Анна Корниенко, травма-терапевт, руководитель Центра по устранению последствий агрессии и насилия при МИГИП, настроена оптимистично. Она считает, что буллинг — это не приговор, а паттерн агрессивного поведения, который можно изменить: «Все члены нашей команды  в прошлом были агрессивными. Нам это не нравилось, и мы сами начали меняться, искать способы стать более уравновешенными».

 

Взрослый против взрослого

При этом важно, что буллинг встречается не только среди подростков и школьников, но и во взрослых коллективах. Европейский фонд улучшения условий жизни и труда (Eurofound) выяснил, что в 2010 году работников в странах Европы, сообщивших о случаях буллинга на рабочем месте, было в два раза больше тех, кто заявил о физическом насилии (4 % против 2 %). Эксперты организации говорят о нормализации разных форм насилия на работе: оно происходит так часто, что становится нормой жизни и даже формой взаимоотношений в рабочем коллективе.

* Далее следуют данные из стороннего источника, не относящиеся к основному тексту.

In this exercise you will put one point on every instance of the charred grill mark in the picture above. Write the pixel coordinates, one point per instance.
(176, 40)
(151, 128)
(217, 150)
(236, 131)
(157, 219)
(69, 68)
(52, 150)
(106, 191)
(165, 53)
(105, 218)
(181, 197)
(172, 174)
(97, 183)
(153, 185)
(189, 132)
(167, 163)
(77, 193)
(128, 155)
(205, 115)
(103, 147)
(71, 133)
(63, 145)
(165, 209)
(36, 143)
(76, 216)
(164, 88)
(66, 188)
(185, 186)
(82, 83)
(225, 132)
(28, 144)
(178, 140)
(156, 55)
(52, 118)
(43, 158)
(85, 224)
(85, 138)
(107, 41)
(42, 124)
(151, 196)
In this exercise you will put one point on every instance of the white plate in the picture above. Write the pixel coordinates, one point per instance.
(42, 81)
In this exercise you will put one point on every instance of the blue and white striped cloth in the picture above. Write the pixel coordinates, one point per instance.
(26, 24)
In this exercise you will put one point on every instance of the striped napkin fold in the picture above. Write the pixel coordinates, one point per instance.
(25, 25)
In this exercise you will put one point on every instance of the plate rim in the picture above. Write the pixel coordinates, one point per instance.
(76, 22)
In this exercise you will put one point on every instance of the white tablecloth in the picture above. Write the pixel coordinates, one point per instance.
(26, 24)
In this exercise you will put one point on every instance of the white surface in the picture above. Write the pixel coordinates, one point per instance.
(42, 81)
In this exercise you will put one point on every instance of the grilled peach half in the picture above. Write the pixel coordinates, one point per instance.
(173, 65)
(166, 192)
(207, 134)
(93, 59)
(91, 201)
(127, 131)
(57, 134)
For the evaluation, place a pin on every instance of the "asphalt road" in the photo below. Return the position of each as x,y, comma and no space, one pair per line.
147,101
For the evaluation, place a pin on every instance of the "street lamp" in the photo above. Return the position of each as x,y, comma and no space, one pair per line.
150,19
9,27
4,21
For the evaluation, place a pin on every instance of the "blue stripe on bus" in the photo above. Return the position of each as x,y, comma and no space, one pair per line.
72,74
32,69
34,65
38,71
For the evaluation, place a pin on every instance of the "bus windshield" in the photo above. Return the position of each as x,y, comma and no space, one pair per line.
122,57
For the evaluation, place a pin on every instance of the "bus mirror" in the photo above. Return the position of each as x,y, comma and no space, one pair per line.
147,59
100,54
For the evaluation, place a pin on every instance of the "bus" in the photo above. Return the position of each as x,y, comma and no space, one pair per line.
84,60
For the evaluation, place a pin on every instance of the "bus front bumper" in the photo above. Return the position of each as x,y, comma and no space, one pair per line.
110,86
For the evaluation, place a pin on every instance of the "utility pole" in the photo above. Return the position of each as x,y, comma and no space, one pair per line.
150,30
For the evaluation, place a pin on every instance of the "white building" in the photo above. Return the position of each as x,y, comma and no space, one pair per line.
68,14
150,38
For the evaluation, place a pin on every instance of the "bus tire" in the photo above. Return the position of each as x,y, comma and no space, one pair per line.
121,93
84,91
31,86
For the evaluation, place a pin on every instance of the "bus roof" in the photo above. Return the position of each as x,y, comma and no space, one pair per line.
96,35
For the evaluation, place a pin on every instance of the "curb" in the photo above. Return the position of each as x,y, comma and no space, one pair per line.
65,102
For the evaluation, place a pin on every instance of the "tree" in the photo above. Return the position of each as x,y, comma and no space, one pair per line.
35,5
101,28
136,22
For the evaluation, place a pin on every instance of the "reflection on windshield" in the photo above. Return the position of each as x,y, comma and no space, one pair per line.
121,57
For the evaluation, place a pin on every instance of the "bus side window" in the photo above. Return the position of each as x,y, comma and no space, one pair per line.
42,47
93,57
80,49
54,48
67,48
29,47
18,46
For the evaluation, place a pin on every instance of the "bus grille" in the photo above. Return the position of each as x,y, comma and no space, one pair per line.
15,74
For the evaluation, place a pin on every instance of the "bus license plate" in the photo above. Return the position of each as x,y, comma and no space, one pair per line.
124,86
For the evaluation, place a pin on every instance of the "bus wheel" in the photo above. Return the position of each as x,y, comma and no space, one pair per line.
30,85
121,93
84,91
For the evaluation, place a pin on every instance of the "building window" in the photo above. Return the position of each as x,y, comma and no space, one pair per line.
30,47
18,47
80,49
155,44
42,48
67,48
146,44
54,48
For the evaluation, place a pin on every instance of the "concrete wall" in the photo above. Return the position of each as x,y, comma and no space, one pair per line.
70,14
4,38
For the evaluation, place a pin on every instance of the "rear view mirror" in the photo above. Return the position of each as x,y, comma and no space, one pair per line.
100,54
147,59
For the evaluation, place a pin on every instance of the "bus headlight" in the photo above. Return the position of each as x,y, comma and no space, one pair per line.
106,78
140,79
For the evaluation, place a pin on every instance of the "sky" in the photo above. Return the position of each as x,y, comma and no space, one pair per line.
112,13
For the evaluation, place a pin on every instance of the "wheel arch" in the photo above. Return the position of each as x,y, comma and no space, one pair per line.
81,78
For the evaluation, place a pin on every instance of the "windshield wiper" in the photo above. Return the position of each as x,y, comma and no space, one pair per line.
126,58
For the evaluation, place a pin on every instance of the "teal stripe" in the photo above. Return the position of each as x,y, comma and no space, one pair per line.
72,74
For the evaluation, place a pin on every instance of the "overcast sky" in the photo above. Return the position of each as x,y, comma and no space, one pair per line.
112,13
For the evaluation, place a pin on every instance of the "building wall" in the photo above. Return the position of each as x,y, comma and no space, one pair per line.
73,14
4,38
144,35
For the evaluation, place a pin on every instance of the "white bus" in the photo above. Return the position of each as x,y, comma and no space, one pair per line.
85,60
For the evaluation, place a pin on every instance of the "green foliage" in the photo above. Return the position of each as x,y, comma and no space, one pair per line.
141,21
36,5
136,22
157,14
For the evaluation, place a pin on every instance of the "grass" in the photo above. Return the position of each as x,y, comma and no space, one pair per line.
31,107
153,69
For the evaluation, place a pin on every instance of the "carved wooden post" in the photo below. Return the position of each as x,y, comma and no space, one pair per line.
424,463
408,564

«Взрослый» буллинг иногда принимает не менее драматичные формы, чем детский. Жертвы признаются, что над ними назойливо и жестоко подшучивают коллеги, их просьбы игнорируют, их внешность и привычки обсуждаются вслух, а бойкот или «исключение из коллектива» становится не метафорическим, а вполне реальным — например, неопытную сотрудницу одного из социальных учреждений заставляли делать работу, от которой остальные отказывались, а однажды просто заперли в комнате. Бывает, что жертву травли демонстративно не зовут на корпоративные праздники: «Меня перестали звать на дни рождения: пока все ели пиццу-пироги, я сидела в отделе одна», — рассказывает одна из пострадавших от буллинга. 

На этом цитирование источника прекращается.